WASHINGTON, D. C.
AMA president urges broadened health care
WASHINGTON — The Buffalo physician who heads the American Medical Association came to the capital Tuesday to reignite the debate on universal health care at a time of great sickness in the American economy.
“You may wonder why we are doing this at a time when Wall Street is tanking, but it just couldn’t be any more timely,” said Nancy H. Nielsen, the Buffalo internist who became the AMA’s president in June.
“We know the number of uninsured is 47 million in this country,” she added at a briefing on the issue at the National Press Club. “These are not people living under bridges. They are our friends, our neighbors, our acquaintances . . . This 47 million is not a statistic. It’s a tragedy and a national disgrace, and we need to do something about it.”
Several of the panelists at the discussion agreed, noting that the number of uninsured is likely to rise if the economy goes into free fall amid the nation’s financial crisis.
Yet the panelists also agreed that it would be difficult to get Congress to solve the problem quickly, no matter who is elected president in November.
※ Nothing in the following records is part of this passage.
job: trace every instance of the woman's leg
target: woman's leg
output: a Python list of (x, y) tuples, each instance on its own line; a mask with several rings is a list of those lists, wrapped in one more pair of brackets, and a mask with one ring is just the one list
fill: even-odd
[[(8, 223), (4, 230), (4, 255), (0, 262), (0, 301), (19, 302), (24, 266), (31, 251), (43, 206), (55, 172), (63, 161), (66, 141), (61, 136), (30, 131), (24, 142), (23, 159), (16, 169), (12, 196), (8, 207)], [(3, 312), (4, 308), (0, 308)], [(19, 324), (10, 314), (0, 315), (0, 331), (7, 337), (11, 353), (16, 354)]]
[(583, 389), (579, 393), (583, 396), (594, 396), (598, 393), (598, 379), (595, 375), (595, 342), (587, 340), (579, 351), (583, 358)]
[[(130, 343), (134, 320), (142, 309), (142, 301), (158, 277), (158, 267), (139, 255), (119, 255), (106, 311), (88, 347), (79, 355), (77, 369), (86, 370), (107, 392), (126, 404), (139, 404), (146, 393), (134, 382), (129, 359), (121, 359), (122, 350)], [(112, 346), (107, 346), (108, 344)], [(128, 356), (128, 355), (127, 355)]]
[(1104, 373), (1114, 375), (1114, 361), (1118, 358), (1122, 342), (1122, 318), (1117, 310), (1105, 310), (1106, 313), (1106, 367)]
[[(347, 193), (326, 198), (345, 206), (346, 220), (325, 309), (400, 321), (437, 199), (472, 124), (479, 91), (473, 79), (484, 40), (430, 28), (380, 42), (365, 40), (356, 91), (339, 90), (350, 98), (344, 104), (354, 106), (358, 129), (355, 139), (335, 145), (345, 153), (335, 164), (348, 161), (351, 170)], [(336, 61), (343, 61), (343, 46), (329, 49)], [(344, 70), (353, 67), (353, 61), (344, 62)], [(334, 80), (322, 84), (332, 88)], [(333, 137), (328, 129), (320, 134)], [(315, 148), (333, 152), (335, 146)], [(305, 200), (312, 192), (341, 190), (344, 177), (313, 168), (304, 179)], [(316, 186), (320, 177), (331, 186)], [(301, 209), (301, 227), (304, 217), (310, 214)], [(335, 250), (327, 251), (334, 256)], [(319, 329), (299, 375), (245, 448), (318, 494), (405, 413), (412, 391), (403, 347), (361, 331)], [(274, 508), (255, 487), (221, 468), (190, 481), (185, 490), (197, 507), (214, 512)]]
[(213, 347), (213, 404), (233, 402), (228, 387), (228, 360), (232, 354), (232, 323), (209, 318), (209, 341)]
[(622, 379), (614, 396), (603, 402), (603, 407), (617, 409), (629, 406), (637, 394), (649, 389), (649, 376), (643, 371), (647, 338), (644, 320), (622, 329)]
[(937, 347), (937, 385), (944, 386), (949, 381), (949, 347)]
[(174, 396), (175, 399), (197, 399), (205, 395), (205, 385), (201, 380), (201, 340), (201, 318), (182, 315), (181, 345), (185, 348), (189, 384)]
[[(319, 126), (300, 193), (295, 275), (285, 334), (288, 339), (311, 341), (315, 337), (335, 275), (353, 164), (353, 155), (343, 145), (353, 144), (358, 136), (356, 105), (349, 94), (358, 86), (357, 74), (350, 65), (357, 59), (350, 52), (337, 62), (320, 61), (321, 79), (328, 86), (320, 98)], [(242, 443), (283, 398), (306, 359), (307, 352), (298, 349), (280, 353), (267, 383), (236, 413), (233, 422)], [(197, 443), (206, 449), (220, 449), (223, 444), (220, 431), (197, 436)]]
“We don’t really have a health care system; it’s a free-for- all,” said Sen. Max Baucus, D-Mont., chairman of the Senate Finance Committee. “It’s so complicated, and so many people have knee-jerk reactions to it, that everybody’s going to have to step back and re-examine their assumptions and pause before saying, ‘No, this won’t work.’ ”
Paul H. Keckley, executive director of the Deloitte Center for Health Solutions, agreed.
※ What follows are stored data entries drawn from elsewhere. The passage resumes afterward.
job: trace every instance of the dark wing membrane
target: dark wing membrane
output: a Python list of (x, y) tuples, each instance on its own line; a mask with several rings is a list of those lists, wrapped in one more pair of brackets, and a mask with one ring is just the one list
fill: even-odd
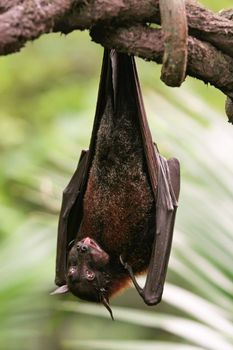
[[(74, 203), (80, 203), (82, 201), (82, 187), (87, 170), (88, 151), (82, 151), (78, 167), (72, 176), (68, 186), (63, 192), (62, 206), (58, 224), (58, 236), (57, 236), (57, 258), (56, 258), (56, 278), (55, 283), (58, 286), (62, 286), (66, 283), (66, 260), (67, 260), (67, 248), (70, 242), (76, 238), (76, 228), (68, 230), (69, 215)], [(81, 206), (80, 206), (81, 207)], [(81, 208), (77, 208), (77, 215)]]
[(180, 191), (180, 167), (177, 159), (160, 156), (156, 198), (156, 230), (146, 284), (141, 294), (149, 305), (160, 302), (171, 251), (177, 201)]
[(62, 286), (66, 283), (66, 266), (69, 245), (76, 239), (82, 221), (83, 197), (86, 190), (92, 159), (95, 154), (97, 132), (101, 117), (105, 110), (106, 102), (109, 98), (113, 103), (114, 97), (110, 51), (105, 50), (89, 151), (82, 152), (77, 170), (63, 192), (57, 237), (55, 283), (58, 286)]
[[(180, 168), (177, 159), (167, 161), (154, 145), (149, 129), (134, 59), (132, 60), (132, 93), (137, 102), (147, 170), (155, 199), (154, 242), (147, 272), (146, 284), (141, 289), (133, 282), (145, 303), (157, 304), (162, 297), (167, 265), (171, 251), (173, 228), (180, 191)], [(131, 271), (132, 277), (132, 271)]]
[[(152, 141), (134, 58), (112, 51), (111, 60), (113, 71), (117, 72), (115, 75), (119, 80), (119, 82), (117, 82), (113, 79), (115, 108), (117, 108), (117, 106), (122, 108), (124, 103), (128, 104), (128, 107), (130, 103), (131, 106), (133, 103), (134, 108), (136, 107), (135, 118), (140, 125), (147, 172), (155, 200), (154, 243), (146, 284), (143, 289), (137, 284), (131, 267), (128, 264), (125, 264), (125, 267), (128, 269), (135, 287), (144, 301), (147, 304), (156, 304), (160, 301), (162, 296), (171, 250), (175, 214), (180, 190), (179, 162), (175, 158), (167, 161), (165, 158), (161, 157), (157, 147)], [(120, 71), (123, 72), (123, 74), (119, 74)], [(131, 96), (131, 102), (128, 101), (129, 96)]]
“It’s a perplexing problem that’s not going to be solved in four years,” Keckley said. “It took us 60 years to get here.”
And now, a new president and Congress will be forced to try to deal with the problem of the uninsured amid great uncertainty about the American financial system, which the Bush administration proposes spending $700 billion in federal funds to rescue from its bad debts.
“I think the rolls of the uninsured may have expanded recently” due to newly unemployed investment bankers, said Brian Kelly, editor of U. S. News and World Report, which sponsored the discussion along with the AMA.
Kelly also proposed a quick, if flip, solution to the problem of paying for insurance for those who remain uncovered.
“You could fit it into the bailout bill as a rounding error,” he said.